So, I found this recipe for this deliciousness, Poppy Seed Chicken casserole, some time back and I’ve made it for my family and friends many times over. I did however make some slight changes— and I hope you give it a try! My husband said it’s one of his favorites. I made this recently to thank him for helpin’ me replace my foyer light fixture. (Sometimes we gotta do this!), it was a great trade off and a win-win if you ask me!
POPPY SEED CHICKEN
- 2 chicken breasts (cooked and shredded)
- 1/4 c. each of sliced mushrooms, celery & onion
- 1 T. olive oil
- 1/2 c. sour cream or plain yogurt
- 1 can cream of chicken soup
- 1 c. crushed Ritz crackers (1 sleeve)
- 1/4 c. melted butter
- 1/2 T. poppy seeds
- 1/4 t. lemon juice
- minced garlic, pepper, salt, thyme (to taste)
Preparation: Preheat oven to 350º. Saute your mushrooms, onion and celery in a hot skillet with the olive oil.
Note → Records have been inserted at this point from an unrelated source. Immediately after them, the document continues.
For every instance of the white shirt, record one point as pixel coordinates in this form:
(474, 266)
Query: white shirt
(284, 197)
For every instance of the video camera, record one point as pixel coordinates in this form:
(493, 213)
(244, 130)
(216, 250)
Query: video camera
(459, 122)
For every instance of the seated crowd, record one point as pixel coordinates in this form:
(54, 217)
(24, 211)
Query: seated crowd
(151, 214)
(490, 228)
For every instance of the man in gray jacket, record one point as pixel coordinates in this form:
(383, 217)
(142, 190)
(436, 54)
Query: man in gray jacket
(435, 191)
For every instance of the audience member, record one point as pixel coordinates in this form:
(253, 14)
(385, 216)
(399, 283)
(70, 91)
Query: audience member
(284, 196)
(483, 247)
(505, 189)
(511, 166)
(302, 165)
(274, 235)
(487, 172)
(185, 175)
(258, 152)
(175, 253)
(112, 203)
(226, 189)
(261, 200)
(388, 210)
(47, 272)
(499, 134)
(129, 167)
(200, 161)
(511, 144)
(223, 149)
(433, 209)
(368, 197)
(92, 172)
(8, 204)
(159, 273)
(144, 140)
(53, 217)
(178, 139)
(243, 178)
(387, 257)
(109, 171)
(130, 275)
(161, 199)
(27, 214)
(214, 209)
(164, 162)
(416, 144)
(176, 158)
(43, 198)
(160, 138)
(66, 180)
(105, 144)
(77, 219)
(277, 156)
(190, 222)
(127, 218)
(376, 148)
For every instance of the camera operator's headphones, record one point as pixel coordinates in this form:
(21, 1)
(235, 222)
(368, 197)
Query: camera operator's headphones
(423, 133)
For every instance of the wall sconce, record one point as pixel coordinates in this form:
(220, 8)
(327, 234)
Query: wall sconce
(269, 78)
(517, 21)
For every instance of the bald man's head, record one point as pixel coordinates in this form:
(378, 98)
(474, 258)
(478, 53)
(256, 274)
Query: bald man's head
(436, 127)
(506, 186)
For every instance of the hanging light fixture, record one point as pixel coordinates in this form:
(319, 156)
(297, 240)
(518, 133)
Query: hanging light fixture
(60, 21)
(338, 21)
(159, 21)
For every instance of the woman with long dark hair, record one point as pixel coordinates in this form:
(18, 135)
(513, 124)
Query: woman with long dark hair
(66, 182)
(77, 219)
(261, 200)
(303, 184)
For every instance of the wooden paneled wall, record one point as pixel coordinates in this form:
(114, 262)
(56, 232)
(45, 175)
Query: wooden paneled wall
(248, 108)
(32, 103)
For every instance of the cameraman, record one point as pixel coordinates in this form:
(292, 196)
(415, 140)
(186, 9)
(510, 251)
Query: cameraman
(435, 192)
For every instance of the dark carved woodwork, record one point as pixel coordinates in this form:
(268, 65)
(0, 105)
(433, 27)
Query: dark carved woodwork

Saute til tender. Mix these veges with the chicken in a 8″ square bakin’ dish and set aside . In a small bowl cream together the soup and sour cream and add your spices (to taste) and lemon juice. Combine well and pour over the chicken. In a separate bowl, mix the crushed crackers and poppy seeds with the melted butter. Blend well until all the cracker crumbs are coated. Pour over the chicken mix and bake for 30 minutes.
Side recommendations: a salad (as pictured) or steamed broccoli that you can mix in with the casserole. This will be a BIG hit!